Pelanor hat seine Plattform so aufgebaut, dass Claude zum Experten für die spezifische Cloud-Umgebung jedes Kunden wird. Anstatt nur Abrechnungsdaten anzuzeigen, bilden wird die Beziehungen zwischen Infrastrukturkosten und Geschäftsaktivitäten abgebildet. Dabei werden die Ausgaben mit Anwendungen, Funktionen, Teams und sogar einzelnen Nutzern verknüpft.
So kann Claude Fragen beantworten wie diese: „Warum sind unsere Datenbankkosten letzten Dienstag um 40 % gestiegen?“. Denn Claude verfolgt den Anstieg durch spezifische Microservices nach, identifiziert die auslösenden Codeänderungen und findet sogar den verantwortlichen Entwickler. Die Nutzer können dann mit Folgefragen tiefer recherchieren und so Wochen manueller Untersuchungen in eine unmittelbare, natürliche Konversation verwandeln.
Über das Beantworten von Fragen hinaus überwacht Claude automatisch Kostenanomalien und erstellt detaillierte Erklärungen, ohne dazu aufgefordert werden zu müssen. Bei Kostenspitzen erhalten die Kunden klare Berichte, die genau erklären, was geschehen ist, warum und wen man kontaktieren sollte – die manuelle Ursachenanalyse entfällt.
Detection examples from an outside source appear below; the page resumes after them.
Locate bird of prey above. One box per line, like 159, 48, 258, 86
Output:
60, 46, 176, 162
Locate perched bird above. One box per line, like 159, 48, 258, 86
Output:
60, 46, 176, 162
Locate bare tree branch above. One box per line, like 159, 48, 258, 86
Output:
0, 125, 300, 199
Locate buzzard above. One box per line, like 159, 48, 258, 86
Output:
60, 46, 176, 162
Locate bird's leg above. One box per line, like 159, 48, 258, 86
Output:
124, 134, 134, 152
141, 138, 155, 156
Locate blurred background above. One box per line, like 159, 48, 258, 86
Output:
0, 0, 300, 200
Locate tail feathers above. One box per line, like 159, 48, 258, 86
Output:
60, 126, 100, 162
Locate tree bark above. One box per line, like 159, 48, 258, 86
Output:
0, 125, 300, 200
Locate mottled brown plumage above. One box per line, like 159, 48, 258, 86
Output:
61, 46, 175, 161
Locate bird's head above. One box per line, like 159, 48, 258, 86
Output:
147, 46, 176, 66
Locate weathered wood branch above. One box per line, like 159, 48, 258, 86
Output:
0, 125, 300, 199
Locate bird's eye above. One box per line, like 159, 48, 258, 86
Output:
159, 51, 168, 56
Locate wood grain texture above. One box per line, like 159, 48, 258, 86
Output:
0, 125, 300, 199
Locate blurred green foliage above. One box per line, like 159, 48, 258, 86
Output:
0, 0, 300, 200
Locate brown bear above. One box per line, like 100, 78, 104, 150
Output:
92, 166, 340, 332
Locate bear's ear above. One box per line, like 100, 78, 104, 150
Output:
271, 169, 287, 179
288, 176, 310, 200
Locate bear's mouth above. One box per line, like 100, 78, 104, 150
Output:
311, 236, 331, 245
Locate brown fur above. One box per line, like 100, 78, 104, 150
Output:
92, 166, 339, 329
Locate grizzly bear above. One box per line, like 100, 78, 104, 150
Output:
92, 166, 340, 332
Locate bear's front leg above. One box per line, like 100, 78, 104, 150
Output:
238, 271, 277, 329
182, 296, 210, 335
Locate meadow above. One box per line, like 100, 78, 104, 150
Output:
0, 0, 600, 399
Der kommende Agent Composer geht noch weiter. Er ermöglicht es den Nutzern, eine individuelle Überwachung zu erstellen, indem sie in einfacher Sprache beschreiben, was sie möchten: „Benachrichtige mich, wenn die Kosten eines Kunden 30 % des Umsatzes überschreiten“ oder „Beobachte die Einführung neuer Services in den Engineering-Teams.“
Die Transformation für Pelanors Kunden war dramatisch. Finanzteams können Kosten nun spezifischen Geschäftsergebnissen zuordnen, Entwickler sehen die tatsächlichen Kostenauswirkungen ihres Codes, und Führungskräfte treffen fundierte Entscheidungen über Infrastrukturinvestitionen. All das durch simple Gespräche mit Claude.
Dieser Wandel von statischen Dashboards zu intelligenter Analyse hat Pelanors schnelles Wachstum angetrieben. In nur sechs Monaten erzielte das Unternehmen eine Verzehnfachung seines Kundenstamms und wuchs von 5 auf 50 Kunden, darunter Unternehmen, Behörden und börsennotierten Gesellschaften.
Tatsächlich machen Claude-gestützte Funktionen fast die Hälfte des Neugeschäfts aus, abhängig davon, was die Interessenten bei ihren Evaluierungen priorisieren.
Pelanor hat eine Zukunft vor Augen, in der Kostenmanagement automatisch durch intelligente Agenten erfolgt. Ihr Agent Composer, der im August gelauncht wird, soll es den Kunden ermöglichen, Überwachungsziele in einfacher Sprache zu definieren und Claude die vollständige Automatisierung erstellen zu lassen.
Während Pelanor weiter skaliert, wird Claude noch wichtiger. Der Agent Composer wird Claude Opus für die Erstellung komplexer Workflows nutzen, dann schnellere Modelle wie Haiku für die Echtzeit-Ausführung. Diese Partnerschaft war grundlegend für Pelanors Wachstum und wird sich vertiefen, während sie die Art und Weise transformieren, wie Unternehmen Cloud-Kosten verstehen und verwalten.